Carnegie energy faces rough seas






Darling of Australian wave energy companies, Carnegie Clean Energy (ASX: CCE), is fighting for its life after missing key corporate and contract deadlines.

The company, which is commercialising equipment to generate power from wave action as well as a solar/battery microgrid, remains suspended from the stock exchange after failing to lodge its half yearly accounts on time.

And yesterday the Western Australian government withdrew from a $16 million wave energy project at Albany in the state’s south, crystallising a $1.6 million loss to the taxpayer.

The company said in a statement it was disappointed with the government’s action, which followed it submitting a revised and extended timetable for completing the project.

Continuing the project would have allowed the company to minimise the loss of R&D tax offsets associated with the project, and include design changes which would cut the project’s costs.
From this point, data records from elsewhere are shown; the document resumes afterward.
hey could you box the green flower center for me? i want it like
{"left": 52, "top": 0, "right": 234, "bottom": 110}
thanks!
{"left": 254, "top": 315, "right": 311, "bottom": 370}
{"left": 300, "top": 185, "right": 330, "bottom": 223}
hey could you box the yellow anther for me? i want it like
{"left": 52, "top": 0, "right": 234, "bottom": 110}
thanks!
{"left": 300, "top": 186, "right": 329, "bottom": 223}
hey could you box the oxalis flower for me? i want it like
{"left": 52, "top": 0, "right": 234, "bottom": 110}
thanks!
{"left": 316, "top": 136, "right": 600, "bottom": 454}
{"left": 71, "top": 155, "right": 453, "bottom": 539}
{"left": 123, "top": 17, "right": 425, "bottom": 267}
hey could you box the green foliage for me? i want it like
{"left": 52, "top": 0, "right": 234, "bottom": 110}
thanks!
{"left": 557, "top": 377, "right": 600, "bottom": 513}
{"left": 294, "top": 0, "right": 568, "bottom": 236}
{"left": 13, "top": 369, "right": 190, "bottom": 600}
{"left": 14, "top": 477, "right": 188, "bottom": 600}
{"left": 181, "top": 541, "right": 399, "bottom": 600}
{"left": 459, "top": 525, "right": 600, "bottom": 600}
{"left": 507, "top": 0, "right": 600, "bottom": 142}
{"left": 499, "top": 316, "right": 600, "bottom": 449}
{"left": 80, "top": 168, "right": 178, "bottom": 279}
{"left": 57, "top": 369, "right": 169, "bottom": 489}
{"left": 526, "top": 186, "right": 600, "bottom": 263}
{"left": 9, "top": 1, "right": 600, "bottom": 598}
“This significant new development must now be incorporated into the strategic review currently underway and Carnegie will update the market in due course,” the statement said.

It its accounts for the first half of this financial year, submitted eight days late, the company revealed a $45 million loss due to write downs of its intellectual capital.

It also suffered a $6 million loss from its solar microgrid business, EMC.

Intangible assets were written down by $35 million to $15 million, to be ‘more in line with the market capitalisation of the company’.

The company has also laid off 30 staff and is pursuing a sale of the EMC business.

Carnegie’s shares were selling at a third of a cent each before its suspension.